Recordé perfectamente la conversación con mi padre antes de casarme.

—¿Estás segura?

—Sí.

—Lo amo.

Mi padre suspiró.

—Entonces te dejaré vivir tu propia historia.

—Pero recuerda algo, Isabella.

—El día que ese hombre te haga llorar…

—Le quitaré absolutamente todo.

Y esa noche…

Había hecho mucho más que hacerme llorar.

Había intentado destruirme.

Había permitido que otra mujer me humillara.

Había celebrado un supuesto embarazo mientras mi espalda sangraba.

Mi teléfono volvió a sonar.

Era videollamada.

Contesté.

Mi padre apareció sentado en su oficina del piso cuarenta y ocho de la Torre Villaseñor.

Tenía setenta años.

Cabello plateado.

Traje azul oscuro.

Y una mirada capaz de hacer temblar ministros.

—Hola, princesa.

Sus ojos se llenaron de tristeza al verme.

—¿Quién te hizo esto?

Alejandro intentó hablar.

—Señor Villaseñor…

—Yo puedo explicar…

Ricardo levantó la mano.

—No hables.

—No has ganado ese derecho.

Miró mi espalda.

Sus ojos se endurecieron.

—Veinte golpes.

—¿Correcto?

Asentí.

Él guardó silencio.

Después sonrió.

Pero era una sonrisa aterradora.

—Bien.

—Entonces serán veinte pérdidas.

Alejandro tragó saliva.

—¿Qué quiere decir?

Ricardo tomó una carpeta.

—Primera pérdida.

—Tus acciones fueron vendidas hace cuarenta minutos.

—Segunda.

—Cancelamos todos los contratos de suministro.

—Tercera.

—Los bancos exigen pago inmediato.

—Cuarta.

—Tus inversionistas acaban de recibir evidencia de tu violencia doméstica.

—Quinta.

—Tu consejo directivo convocó una reunión extraordinaria.

—Sexta.

—La fiscalía especializada ya recibió una denuncia.

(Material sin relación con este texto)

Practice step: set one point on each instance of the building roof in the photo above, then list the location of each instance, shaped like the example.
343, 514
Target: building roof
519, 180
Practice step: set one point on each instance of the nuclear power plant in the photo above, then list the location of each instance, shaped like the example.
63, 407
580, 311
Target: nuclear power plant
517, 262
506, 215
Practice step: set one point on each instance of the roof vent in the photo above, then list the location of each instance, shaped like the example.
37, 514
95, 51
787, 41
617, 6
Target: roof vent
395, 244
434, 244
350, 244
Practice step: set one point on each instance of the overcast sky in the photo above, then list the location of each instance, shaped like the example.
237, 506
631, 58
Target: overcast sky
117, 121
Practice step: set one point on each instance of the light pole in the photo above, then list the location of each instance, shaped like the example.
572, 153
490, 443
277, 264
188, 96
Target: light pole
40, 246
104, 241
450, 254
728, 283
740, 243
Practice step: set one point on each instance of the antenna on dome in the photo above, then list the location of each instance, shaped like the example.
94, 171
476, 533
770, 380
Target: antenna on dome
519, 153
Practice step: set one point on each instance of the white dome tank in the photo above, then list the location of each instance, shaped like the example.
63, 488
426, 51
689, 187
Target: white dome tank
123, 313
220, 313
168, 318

Alejandro respiraba con dificultad.

—No…

—No…

—Eso es imposible.

—¡Todo eso toma semanas!

Ricardo sonrió.

—Para la gente común.

—Nosotros llevamos tres años preparándonos.

El salón quedó en silencio.

Camila dio un paso atrás.

—¿Preparándose?

Mi padre asintió.

—Mi hija insistió en darle una oportunidad al amor.

—Yo insistí en protegerla.

—Por eso colocamos cláusulas de contingencia.

—Auditorías privadas.

—Investigadores.

—Seguros.

—Testigos.

—Y cámaras.

Alejandro levantó la cabeza.

—¿Cámaras?

Mi padre pulsó un botón.

En la pantalla del salón apareció el video.

Todos los golpes.

Todos.

Camila sonriendo.

Alejandro golpeándome.

Mi sangre.

Mis lágrimas.

Sus insultos.

El hombre cayó de rodillas.

—Dios mío…

Camila empezó a llorar.

—Yo no hice nada.

Ricardo la miró.

—Usted celebró.

—Eso es suficiente.

En ese momento sonó el timbre principal.

Entraron cuatro agentes ministeriales.

—Alejandro Salazar.

—Queda detenido por violencia familiar agravada.

Camila gritó.

—¡Estoy embarazada!

Yo la observé.

—¿De verdad?

Ella guardó silencio.

Ricardo sonrió.

—Curioso.

—Porque nuestros investigadores descubrieron que usted se sometió a una cirugía estética hace dos semanas.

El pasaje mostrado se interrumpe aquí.